In den unzugänglichen Steillagen betätigen sich jetzt seit einer Woche die von der Stadt beauftragten Kletterer, deren vorrangiges Ziel das Freischneiden des Felsenbiotops ist. Was die Kletterer bis Montag alles zusammengetragen haben, hätte auch Sandra Krueger, Projektleiterin der Unteren Naturschutzbehörde, in der Art und in dem Umfang kaum für möglich gehalten. „Da fragen wir uns schon, was sich die Leute dabei denken“, erklärte sie am Montag vor Ort.

Matratzen und Einkaufswagen gefunden

Die Palette des illegal entsorgten Mülls war in der Tat groß: Von Plastikstühlen, die die Kletterer aus Bäumen holten, über Matratzen und Einkaufswagen, fanden sich auch Feuerlöscher und die Überreste eines Rollers. Zudem große Mengen an Haushaltsmüll wie Flaschen, Bierkästen, leere Verpackungen. Und offensichtlich wurde hier zum Teil Schulmobiliar entsorgt, wie einem Teilnehmer des Pressetermins auffiel. Ein unrühmliches Highlight unter den Funden: „Ein Geldautomat, den wir sofort der Bonner Polizei übergeben haben“, so Krueger.

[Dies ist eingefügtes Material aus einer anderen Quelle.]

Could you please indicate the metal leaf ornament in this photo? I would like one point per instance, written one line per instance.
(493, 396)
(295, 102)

Mit dem Einsammeln des Mülls und dem Fällen der Bäume in den Steillagen werden die Kletterer noch bis Ende des Monats zu tun haben, dann beginnt die Vogelschutzzeit. Projektleiterin Krueger freut sich, wenn die Arbeiten erledigt sind. Denn insbesondere das Säubern und Freischneiden der Steillagen sei für das Gedeihen des Biotops wichtig: „Mit seinen steilen Felswänden, sonnenbeschienenen Kuppen und schattigen Felsspalten bildet das Gebiet ein buntes Mosaik an schutzwürdigen Lebensräumen.“

Greifvögel sollen wieder nisten

Insbesondere wärmeliebende Tier- und Pflanzenarten fänden hier potenziell ideale Bedingungen. So sollen die Steilhänge beispielsweise auch für Greifvögel als Nistplatz wieder zugänglich werden. Nachbarn hatten die Vorgehensweise gegenüber dem GA allerdings als zu massiv kritisiert. Eine Blühweise, die noch im März auf der zentralen Lichtung des Steinbruchareals eingesät werden soll, bildet quasi den vorläufigen Abschluss der Pflegearbeiten.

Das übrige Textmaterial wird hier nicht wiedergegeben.